Hernder Estate Wines is a Canadian winery located in Niagara Peninsula, Ontario.

==History==
The Hernder family is in its third generation of viticulture and is one of the largest family estate winery operations in Canada. Gottfried Hernder emigrated from Germany to Western Canada. In 1939, the family moved to St. Catharines, Ontario, to a mixed fruit farm that included acreage of indigenous grapes. After the passing of his father, Fred Hernder purchased the family farm in 1968, and began the acquisition of others. Fred Hernder began selling grapes, juice, and winemaking supplies to the growing home market as well as wineries.

In the late 1980s Fred Hernder replanted his acreage with classic Vitis vinifera and French hybrid varieties. This launched Hernder Estate Wines. The first vintage in 1991 consisted of 7,000 bottles of Vidal. On September 17, 1993, Hernder Estate Wines officially opened to the public.

==Current production==
Hernder Estate Wines presently produces more than 25 varieties of V.Q.A. (Vintners Quality Alliance) wines from its 500 acre of land spread between St. Catharines and Beamsville. Current plantings focus on traditional Vitis vinifera varieties including Chardonnay, Riesling, Gewürztraminer, Cabernet Sauvignon, Merlot, Cabernet Franc, and Pinot gris. Other varieties include varieties suited to cool climate such as Vidal, Baco noir and Maréchel Foch. Hernder Estate Wines also produces fruit wines and Iced Fruit Wines, utilizing Ontario fruits.
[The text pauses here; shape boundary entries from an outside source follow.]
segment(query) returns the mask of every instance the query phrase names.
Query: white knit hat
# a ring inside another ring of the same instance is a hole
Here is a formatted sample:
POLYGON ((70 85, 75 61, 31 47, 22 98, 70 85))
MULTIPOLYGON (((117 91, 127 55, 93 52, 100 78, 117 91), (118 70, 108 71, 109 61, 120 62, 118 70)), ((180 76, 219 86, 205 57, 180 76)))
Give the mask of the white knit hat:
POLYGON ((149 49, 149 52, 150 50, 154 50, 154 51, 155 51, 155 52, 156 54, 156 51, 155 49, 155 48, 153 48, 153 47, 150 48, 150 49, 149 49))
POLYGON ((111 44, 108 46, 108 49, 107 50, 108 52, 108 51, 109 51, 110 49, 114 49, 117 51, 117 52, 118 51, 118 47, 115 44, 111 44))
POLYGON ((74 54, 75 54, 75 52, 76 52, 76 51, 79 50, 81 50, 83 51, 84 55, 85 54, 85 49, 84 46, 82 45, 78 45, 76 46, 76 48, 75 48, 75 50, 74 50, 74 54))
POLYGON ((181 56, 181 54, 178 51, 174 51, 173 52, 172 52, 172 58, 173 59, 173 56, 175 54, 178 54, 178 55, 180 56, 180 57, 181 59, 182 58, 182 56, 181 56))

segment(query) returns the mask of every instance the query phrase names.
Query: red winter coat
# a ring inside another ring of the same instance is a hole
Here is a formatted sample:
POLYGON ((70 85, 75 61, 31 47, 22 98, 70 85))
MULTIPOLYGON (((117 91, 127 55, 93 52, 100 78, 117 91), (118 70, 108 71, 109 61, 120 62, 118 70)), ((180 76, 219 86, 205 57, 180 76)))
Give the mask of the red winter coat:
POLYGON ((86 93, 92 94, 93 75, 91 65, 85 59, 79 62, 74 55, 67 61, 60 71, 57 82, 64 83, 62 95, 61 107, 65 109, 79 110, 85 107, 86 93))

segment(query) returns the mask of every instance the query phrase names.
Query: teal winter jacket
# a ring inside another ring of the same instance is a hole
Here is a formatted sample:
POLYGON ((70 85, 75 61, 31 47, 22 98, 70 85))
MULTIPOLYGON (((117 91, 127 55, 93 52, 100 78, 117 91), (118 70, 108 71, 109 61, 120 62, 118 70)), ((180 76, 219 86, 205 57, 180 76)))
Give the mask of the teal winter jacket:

All Hernder table wines are produced from 100% Ontario grapes, and all have attained the V.Q.A. status.

==Awards==
Hernder Estate Wines has won multiple awards from competitions such as Toronto Wine and Cheese Show; Ottawa Wine & Food Show; Chardonnay du Monde; Ontario Wine Awards; All-Canadian Wine Championship; Intervin 2003; and Canadian Wine Awards.